In the attached document, Governor Patrick offers his revised version of House 1, the Patrick-Murray Administration’s budget proposal for Fiscal Year 2010. The original House 1 was timely filed on January 28, 2009. Questions will likely be asked about the significance and relevance of this budget in light of the fact that the Legislative Conference Committee will soon commence and typically only the House and Senate final versions of the budget are considered in conference.

We believe that this proposal is significant and relevant for a number of reasons.

The Governor has a statutory obligation to file a new budget if projected revenues fall below budgeted levels. When the Governor filed House 1, the consensus revenue figure was $19.53 billion; on May 6, House Ways and Means Chairman Charles Murphy, Senate Ways and Means Chairman Steven Panagiotakos and I revised the FY10 consensus figure to $17.989 billion. Because of the timing of this decision, to date only the Senate budget has reflected the new revenue challenges. Refiling House 1 using the lower revenue figure allows the Governor to present the decisions – and difficult choices – needed to balance the budget as we now understand it.

Governor Patrick likes to say he welcomes good ideas wherever they come from. We have had the benefit of seeing the approaches taken by the House and Senate in their budgets, and our re-filed budget reflects thoughtful elements of both. This version contains some new elements as well, including several new tools to allow us special flexibility in managing through what will be a very difficult year.

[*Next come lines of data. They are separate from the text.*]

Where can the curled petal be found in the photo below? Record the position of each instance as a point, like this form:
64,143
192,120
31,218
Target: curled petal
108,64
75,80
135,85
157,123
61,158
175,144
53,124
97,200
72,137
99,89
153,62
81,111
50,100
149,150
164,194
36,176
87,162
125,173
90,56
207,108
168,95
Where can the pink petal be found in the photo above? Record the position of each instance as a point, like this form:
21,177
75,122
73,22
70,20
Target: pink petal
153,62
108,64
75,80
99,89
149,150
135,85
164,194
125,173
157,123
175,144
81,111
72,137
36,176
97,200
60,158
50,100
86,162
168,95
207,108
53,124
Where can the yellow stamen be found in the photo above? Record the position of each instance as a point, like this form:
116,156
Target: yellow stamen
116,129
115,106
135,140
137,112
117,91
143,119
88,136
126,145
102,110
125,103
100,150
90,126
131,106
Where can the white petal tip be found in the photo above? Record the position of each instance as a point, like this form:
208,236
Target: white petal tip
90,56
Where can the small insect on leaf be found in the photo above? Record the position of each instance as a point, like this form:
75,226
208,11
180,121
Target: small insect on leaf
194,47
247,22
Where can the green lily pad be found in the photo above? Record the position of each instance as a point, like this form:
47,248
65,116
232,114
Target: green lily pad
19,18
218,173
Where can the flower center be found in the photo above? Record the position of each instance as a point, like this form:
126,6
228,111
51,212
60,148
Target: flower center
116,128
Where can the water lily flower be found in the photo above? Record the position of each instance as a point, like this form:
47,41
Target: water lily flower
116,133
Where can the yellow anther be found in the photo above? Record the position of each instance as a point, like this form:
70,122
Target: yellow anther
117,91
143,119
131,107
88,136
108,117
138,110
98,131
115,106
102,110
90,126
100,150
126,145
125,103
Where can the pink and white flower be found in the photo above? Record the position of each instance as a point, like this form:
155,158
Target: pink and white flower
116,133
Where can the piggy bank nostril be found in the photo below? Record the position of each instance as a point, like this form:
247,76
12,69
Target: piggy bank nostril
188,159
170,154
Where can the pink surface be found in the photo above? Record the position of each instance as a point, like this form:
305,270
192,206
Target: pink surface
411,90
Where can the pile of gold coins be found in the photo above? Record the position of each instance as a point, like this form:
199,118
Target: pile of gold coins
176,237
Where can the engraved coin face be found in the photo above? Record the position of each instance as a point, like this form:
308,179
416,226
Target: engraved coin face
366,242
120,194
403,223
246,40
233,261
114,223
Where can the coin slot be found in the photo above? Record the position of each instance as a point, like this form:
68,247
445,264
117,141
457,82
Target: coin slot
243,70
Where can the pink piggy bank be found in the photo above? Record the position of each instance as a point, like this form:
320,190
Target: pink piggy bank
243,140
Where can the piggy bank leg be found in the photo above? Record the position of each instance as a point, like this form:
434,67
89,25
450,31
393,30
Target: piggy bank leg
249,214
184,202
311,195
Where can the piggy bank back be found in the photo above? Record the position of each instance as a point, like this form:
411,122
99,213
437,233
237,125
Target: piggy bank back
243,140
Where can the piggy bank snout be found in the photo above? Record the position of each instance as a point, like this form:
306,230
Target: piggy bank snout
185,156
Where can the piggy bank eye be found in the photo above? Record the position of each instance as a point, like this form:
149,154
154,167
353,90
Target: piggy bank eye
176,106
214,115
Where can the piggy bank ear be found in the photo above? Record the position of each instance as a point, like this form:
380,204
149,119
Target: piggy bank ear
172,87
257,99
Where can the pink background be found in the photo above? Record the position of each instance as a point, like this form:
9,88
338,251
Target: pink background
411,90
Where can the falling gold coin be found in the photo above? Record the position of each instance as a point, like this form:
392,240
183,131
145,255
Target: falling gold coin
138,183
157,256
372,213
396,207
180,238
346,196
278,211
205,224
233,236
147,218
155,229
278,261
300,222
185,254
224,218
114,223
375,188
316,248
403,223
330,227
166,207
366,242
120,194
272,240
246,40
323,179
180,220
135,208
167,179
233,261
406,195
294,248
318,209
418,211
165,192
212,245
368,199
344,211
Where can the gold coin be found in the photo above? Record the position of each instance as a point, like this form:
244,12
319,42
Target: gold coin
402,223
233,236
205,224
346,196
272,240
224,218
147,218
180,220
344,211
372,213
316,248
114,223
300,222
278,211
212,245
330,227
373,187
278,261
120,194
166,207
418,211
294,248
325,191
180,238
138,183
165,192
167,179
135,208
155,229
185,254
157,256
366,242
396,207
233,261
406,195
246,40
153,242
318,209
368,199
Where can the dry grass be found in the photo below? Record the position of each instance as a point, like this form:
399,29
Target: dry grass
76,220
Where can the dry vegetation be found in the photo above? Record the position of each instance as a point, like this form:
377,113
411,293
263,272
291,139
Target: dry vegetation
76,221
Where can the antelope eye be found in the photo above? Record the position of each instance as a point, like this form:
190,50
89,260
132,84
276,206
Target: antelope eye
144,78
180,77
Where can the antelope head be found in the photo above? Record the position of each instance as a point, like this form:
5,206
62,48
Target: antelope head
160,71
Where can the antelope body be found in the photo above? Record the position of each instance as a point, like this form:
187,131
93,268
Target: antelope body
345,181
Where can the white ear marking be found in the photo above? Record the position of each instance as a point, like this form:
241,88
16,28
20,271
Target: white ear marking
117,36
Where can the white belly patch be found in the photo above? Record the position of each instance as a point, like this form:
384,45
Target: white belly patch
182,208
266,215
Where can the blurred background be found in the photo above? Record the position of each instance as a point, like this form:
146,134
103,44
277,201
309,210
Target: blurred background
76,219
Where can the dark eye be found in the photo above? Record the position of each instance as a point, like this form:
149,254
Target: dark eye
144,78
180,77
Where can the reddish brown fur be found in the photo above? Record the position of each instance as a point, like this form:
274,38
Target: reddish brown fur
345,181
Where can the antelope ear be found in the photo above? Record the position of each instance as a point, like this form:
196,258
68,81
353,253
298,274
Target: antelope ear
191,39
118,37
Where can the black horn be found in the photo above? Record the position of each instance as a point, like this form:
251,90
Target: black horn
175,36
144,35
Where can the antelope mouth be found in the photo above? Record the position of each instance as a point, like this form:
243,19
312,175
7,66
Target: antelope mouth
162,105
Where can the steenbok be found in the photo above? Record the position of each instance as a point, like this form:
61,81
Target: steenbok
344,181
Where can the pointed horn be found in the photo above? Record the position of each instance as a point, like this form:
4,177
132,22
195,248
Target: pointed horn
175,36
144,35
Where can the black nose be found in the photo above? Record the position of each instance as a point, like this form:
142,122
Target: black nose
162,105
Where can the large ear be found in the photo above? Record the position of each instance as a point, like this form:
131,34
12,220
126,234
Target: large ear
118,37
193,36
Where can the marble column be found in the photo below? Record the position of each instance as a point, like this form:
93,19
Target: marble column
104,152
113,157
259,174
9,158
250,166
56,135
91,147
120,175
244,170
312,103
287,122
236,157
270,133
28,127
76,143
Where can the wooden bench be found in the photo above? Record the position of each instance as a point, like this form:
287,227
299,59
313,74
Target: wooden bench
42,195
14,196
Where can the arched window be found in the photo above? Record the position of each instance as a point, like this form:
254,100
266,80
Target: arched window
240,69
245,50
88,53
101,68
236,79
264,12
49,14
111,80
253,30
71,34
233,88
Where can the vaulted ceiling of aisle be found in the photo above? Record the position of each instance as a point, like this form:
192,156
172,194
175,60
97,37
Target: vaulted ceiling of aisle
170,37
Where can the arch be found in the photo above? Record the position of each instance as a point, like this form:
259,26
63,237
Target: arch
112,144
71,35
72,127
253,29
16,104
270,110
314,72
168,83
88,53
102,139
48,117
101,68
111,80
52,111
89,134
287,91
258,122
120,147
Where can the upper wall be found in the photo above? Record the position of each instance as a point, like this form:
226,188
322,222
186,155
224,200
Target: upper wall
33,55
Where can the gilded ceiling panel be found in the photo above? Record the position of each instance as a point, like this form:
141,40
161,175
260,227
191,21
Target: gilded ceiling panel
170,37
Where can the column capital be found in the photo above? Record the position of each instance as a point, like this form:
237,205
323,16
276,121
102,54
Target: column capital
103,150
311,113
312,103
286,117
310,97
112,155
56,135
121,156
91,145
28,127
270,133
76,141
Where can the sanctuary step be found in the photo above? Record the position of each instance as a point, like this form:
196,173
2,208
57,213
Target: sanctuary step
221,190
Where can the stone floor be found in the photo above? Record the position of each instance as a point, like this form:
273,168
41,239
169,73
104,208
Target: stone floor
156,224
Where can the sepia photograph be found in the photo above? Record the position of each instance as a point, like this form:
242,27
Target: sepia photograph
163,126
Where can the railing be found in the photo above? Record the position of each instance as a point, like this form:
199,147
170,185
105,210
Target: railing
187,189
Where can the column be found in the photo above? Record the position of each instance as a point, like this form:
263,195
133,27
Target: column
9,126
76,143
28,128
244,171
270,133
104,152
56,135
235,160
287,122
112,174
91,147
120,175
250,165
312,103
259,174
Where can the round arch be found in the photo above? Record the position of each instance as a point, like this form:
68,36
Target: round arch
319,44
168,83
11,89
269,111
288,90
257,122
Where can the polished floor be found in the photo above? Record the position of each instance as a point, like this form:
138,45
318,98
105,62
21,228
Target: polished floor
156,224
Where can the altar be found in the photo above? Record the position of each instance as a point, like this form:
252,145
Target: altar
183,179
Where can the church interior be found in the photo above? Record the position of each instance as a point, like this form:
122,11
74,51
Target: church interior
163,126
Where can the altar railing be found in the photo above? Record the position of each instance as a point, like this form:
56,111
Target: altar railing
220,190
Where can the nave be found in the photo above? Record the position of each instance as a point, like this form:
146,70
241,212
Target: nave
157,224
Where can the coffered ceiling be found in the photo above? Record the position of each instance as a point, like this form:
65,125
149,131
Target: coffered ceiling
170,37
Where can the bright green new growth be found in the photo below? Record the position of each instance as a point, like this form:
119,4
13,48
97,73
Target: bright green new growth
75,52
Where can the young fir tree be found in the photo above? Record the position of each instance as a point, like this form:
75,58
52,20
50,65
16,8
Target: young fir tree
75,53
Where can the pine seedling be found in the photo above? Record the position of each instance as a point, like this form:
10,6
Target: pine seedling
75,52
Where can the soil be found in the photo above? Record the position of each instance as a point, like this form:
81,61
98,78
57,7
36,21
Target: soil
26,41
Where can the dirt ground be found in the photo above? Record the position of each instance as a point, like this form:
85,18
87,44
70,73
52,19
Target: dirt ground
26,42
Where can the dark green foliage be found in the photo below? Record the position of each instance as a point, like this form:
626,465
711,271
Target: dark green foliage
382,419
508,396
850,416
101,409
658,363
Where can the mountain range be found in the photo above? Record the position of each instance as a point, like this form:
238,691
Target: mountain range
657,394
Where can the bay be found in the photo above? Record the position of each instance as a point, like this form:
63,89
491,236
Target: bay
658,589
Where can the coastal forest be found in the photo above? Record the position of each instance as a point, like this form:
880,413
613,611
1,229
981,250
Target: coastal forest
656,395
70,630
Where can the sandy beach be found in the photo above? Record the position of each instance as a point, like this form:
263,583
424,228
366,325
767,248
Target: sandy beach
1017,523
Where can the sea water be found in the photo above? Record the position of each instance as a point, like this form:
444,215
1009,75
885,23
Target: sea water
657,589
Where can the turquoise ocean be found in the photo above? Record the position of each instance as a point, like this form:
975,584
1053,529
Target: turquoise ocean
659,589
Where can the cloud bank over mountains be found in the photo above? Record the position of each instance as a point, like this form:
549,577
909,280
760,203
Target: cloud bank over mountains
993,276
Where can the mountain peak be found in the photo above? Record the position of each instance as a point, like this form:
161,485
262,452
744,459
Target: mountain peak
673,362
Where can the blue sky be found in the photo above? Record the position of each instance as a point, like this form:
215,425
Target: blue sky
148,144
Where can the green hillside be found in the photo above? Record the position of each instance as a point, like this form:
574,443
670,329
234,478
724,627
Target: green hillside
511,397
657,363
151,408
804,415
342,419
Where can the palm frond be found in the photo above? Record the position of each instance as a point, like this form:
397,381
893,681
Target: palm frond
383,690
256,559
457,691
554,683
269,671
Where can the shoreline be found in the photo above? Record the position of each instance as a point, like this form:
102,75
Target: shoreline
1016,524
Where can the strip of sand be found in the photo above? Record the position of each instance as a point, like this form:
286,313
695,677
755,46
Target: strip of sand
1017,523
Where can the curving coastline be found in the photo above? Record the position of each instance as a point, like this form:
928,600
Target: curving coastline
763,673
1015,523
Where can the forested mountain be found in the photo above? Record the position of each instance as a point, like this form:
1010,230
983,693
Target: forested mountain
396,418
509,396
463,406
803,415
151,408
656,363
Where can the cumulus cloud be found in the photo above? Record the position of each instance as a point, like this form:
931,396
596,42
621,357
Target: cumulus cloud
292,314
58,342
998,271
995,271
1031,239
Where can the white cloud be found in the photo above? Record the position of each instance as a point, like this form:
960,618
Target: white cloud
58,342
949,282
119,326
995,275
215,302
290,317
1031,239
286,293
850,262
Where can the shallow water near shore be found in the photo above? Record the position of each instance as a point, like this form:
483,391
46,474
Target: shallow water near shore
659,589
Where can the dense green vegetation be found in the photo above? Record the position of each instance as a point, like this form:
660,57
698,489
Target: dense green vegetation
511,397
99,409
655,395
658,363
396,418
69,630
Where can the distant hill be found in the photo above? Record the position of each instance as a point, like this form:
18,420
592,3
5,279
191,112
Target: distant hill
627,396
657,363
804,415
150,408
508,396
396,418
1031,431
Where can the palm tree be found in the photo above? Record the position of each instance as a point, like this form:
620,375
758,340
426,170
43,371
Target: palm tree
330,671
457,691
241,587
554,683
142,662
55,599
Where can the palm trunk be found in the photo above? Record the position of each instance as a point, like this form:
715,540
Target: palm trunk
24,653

Re-filing the Governor's budget with full information on House and Senate final action has the added benefit of making this a realistic document that will serve as a useful blueprint for the Governor's decisions once the conference committee report arrives on his desk. A timely, responsible, balanced budget is key to maintaining the Commonwealth’s financial obligations and excellent credit rating through these difficult times, and we need to be ready to take prompt action once the bill emerges from the conference process.

Governor Patrick’s original FY10 budget contained a number of targeted revenues. The House and Senate have opted for a broad-based sales tax increase instead. In light of the financial challenges facing Massachusetts citizens, and to bolster public confidence in the Commonwealth and its elected officials, the Governor has called for a number of reforms to be enacted before he will approve new revenues. Work is well underway in the Legislature on transportation reform, pension reform, and ethics and lobbying reform, and the Governor is confident there is time for good reform legislation to reach his desk by June 30. However, this proposal presents the Governor’s vision for a budget that, though austere and containing many difficult choices, is balanced without the sales tax increase in the event successful reform bills are not forthcoming.

We acknowledge this budget contains hard choices and will require sacrifices from many citizens, organizations, and local government partners that count on the state for support. It means slowing down some of the Governor’s own priorities. But it preserves most of the progress in two areas of special concern: education and health care, and that is no easy task given the share of the budget consumed by these programs and the revenue losses we have experienced.

We also acknowledge that filing this budget does not start the budget clock over. We have not started from scratch but have largely worked within the parameters of the legislative proposals to date, adding some new elements we believe will strengthen the final product. We recommend and hope that the Conference Committee will adopt an order allowing them to introduce our version into conference to give them more options for achieving a responsible and balanced final budget.

I would like to thank Governor Patrick and Lieutenant Governor Murray, their staff and Cabinet, and especially my team at the Executive Office for Administration and Finance for capping a difficult budget year with this challenging effort to refile House 1.